Im sure this has been asked before, but I cant find where, so I'm sorry to be a real newbie about this. 

I found a recipe for Monster Mud, I realize a lot of people use it, but Im not really sure I understand why.
Is it just for effect/texture, or does it offer some form of protection towards your props?


----------



## BioHazardCustoms (Aug 5, 2009)

Monster mud is great for texture, but I use it because it makes cloth as hard as a rock. It is basically a stucco mixture. I've noticed that a lot of others also use UGL's Drylok to waterproof their props. 

Best recipe for Monster mud = 1 Gallon Latex paint (in color of your choice, I prefer Battleship Gray) + 4 or 5 gallons of Drywall Joint Compound. Stir WELL.


----------



## Chrysaor (Jun 21, 2009)

Thanks Bio


----------



## joker (Sep 25, 2007)

BioHazardCustoms said:


> Monster mud is great for texture, but I use it because it makes cloth as hard as a rock. It is basically a stucco mixture. I've noticed that a lot of others also use UGL's Drylok to waterproof their props.
> 
> Best recipe for Monster mud = 1 Gallon Latex paint (in color of your choice, I prefer Battleship Gray) + 4 or 5 gallons of Drywall Joint Compound. Stir WELL.


If put into a 5 gallon bucket with a lid of course how long can I expect to keep MM before it has to be used?


----------



## Frighteners Entertainment (Jan 24, 2006)

another alternative to drywall compound is using plaster of paris.
it does dry fast and is pretty much water proof.


----------



## dna1990 (Jul 18, 2008)

In my experience, MM alone is not totally weatherproof. I have used various spray or brush-on clear coats for final protection.

If properly seeled, I see no reason why some paint being in your drywall mud bucket will have any bad effects. Alas, I am no chemist.

I think MM's big draw is for large scale efforts. Plaster of paris and paper mache' are perhaps better material on the smaller scale. But MM is so cheap when making giant life-size plus props. And it is abit easier/forgiving to work, again helpful when on large scale.

Texture is fun and can be helpful for realism. The main point being painting. I am no artist, not even close. But with some ridges and bumps on whatever MM skin, it is easy to drybrush on highlights and various details, I could never freehand in right. One texture that is very effective (assuming your base structure is made of chicken wire) is to rub down hard on your MM thru the cloth. The chicken wire pattern will emerge, slightly while wet - but will be more obvious when dry and look like total dragon skin when painted. That or 'pinch' up bits and parts when about 1/3 dry. This wrinkle effect too will add to the realism.

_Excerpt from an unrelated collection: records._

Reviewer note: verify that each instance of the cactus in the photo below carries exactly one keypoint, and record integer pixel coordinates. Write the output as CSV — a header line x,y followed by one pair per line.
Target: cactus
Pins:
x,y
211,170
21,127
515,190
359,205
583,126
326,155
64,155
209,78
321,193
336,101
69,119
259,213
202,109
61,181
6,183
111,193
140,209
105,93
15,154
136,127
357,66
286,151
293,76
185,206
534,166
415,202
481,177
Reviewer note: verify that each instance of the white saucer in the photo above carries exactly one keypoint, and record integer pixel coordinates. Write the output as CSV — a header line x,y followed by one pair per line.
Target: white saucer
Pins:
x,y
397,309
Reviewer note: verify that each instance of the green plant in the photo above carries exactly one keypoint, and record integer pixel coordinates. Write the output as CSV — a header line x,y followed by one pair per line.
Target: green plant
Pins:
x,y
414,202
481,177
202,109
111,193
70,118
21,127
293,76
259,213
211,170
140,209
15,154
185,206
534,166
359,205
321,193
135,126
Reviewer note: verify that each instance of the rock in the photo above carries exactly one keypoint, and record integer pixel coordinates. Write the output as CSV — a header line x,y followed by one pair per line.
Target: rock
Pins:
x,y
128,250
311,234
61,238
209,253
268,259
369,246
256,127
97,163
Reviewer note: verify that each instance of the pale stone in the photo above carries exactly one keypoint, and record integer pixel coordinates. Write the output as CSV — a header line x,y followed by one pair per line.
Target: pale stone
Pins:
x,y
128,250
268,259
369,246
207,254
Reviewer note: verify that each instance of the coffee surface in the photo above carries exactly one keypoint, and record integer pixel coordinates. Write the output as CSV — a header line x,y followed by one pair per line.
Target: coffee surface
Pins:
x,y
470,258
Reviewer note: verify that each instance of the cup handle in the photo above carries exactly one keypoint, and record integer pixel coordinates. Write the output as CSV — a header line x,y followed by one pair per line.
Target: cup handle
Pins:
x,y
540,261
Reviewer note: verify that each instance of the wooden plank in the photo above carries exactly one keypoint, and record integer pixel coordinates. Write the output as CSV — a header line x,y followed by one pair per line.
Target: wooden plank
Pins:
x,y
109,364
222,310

I guess the last point on usage, is for 'motion' effects. Need your cape or robe or wings to have the appearance of 'flowing in the wind'...use MM to shape the effect and it will harden to that very look and feel.


----------



## BioHazardCustoms (Aug 5, 2009)

I have some MM that I made a few months ago (like 3 or 4, I think) that is still useable. 

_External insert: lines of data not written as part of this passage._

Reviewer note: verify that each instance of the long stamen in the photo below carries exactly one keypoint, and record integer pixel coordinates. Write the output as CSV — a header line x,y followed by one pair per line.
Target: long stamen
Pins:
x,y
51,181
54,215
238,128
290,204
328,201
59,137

Question for anyone who can answer it. I have approximately 7 pounds of Plaster of Paris, and around 5 or 6 gallons of gray paint in varying shades. I would like to know if I can mix the PoP into paint and use it to plaster a set of columns, or should I plaster the columns and then paint them?


----------



## Spider Rider (Nov 8, 2006)

Chrysaor said:


> Im sure this has been asked before, but I cant find where, so I'm sorry to be a real newbie about this.
> 
> I found a recipe for Monster Mud, I realize a lot of people use it, but Im not really sure I understand why.
> Is it just for effect/texture, or does it offer some form of protection towards your props?


'cause it makes stuff look like this...
http://www.terrorsyndicate.com/
These are the inventors of Monster Mud or maybe they just coined the term.


----------



## spideranne (Jul 17, 2006)

joker said:


> If put into a 5 gallon bucket with a lid of course how long can I expect to keep MM before it has to be used?


I made a 5 gallon batch 2 years ago for the MM contest. We then used it last year around this time for a make and take and it was fine, just needed to be re-stirred. I pulled out what was left last weekend, about 3 inches worth at the bottom, and I had some black fuzzy mold spots. I just scooped them out and used what was left. I stored it in my garage. So from my experience 1-2 yrs.


----------